On October 1, 1902, a substantial part of the work remained unfinished. The railway company by its general manager was entitled to declare the contract at an end. The provision of the first contract for a written opinion of the engineer and its communication to the contract- or applied only to a case of lack of progress before the time for completion arrived, a case in which the engineer thought the work would not be completed within the specified period. That is not this case. Here the time had expired, the work was not done, and no communication of the engineer’s opinion in writing was necessary. As between plaintiffs and defendants, the former were in a sense owners, and under the circumstances it was their right for the protection of their own interests to take possession of the ground and finish up the work at the expense of defendants. Philips, etc., Co. v. Seymour, supra; Champlain Construction Co. v. O’Brien (C. C.) 104 Fed. 930; Wyckoff v. Taylor, 13 App. Div. (N. Y.) 240, 43 N. Y. Supp. 31. In Philips, etc., Co. v. Seymour, the Supreme Court said:
“If the builder has done a large and valuable part of the work, but yet has failed to complete the whole or any specific part of tho building or structure within the time limited by his covenant, the other party, when that time arrives, has tlie option of abandoning the contract for such failure, or of permitting the party in default to go om.”
That defendants’ men remained and worked with those who performed the force work and thereby lessened their loss does not alter the result. If plaintiffs had the right to treat defendants as being in default and to finish the work themselves or to authorize others to do so, it is immaterial that defendants objected. The right of recovery for the force work is based upon the breach of covenant to do the work within the prescribed time, and defendants’ objections after breach do not impair it.

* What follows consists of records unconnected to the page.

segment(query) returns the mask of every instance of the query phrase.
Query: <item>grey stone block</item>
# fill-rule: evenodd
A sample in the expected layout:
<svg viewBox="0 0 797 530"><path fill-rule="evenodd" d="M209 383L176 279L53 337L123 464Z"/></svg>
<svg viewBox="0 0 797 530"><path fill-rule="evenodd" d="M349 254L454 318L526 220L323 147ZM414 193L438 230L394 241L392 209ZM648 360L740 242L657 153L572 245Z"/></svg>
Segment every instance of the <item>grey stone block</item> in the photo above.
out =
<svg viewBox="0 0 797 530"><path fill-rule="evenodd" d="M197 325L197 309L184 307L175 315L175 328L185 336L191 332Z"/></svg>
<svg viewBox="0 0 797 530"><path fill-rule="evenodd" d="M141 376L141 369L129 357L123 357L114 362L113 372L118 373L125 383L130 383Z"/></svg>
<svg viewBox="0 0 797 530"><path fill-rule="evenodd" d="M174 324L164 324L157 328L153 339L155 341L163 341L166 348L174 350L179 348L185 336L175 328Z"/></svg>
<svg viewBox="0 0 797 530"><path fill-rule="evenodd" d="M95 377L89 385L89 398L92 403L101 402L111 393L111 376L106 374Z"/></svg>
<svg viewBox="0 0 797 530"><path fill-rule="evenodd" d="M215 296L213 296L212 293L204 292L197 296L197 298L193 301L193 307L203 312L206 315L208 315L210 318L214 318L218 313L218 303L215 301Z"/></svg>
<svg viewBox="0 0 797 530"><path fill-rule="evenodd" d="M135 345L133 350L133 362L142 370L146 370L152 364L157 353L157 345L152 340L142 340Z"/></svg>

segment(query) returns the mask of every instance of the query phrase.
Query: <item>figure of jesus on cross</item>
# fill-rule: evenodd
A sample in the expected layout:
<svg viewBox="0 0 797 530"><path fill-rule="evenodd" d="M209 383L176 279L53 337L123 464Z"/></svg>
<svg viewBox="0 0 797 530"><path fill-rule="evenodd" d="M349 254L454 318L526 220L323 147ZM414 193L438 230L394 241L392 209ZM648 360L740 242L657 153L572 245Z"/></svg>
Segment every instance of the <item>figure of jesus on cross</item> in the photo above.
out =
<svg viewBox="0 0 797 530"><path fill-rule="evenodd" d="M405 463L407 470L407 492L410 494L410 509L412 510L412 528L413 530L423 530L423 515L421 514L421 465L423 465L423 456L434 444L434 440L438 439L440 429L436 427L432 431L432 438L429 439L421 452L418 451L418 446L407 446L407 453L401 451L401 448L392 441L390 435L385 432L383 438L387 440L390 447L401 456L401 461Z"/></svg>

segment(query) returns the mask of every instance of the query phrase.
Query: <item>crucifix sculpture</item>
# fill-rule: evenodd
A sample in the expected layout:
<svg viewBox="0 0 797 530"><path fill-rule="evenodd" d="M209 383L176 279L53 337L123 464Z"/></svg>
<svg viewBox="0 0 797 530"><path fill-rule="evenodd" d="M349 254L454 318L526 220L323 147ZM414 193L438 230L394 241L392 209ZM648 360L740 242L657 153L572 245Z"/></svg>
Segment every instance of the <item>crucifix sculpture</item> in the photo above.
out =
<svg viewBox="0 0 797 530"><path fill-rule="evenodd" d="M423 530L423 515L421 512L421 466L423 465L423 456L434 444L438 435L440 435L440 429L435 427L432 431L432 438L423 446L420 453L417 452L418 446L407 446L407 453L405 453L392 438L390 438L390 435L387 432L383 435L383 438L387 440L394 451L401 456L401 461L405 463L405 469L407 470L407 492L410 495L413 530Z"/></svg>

Some other matters require notice. The contracts were made and were to be performed in Iowa. Therefore the South Dakota statute that time is not of the essence of a contract, unless by its terms expressly so provided, does not apply. In plaintiffs’ settlement for the force work they were allowed a rebate. They should not recover from defendants more than they actually paid. If plaintiffs credited themselves and charged defendants with the amount of the $400 note sued on as a payment on the work, and settlement was made on the statement of account showing the same, the note has been paid, and plaintiffs cannot again have the benefit of it.
The judgment is reversed, and the cause remanded for a new trial.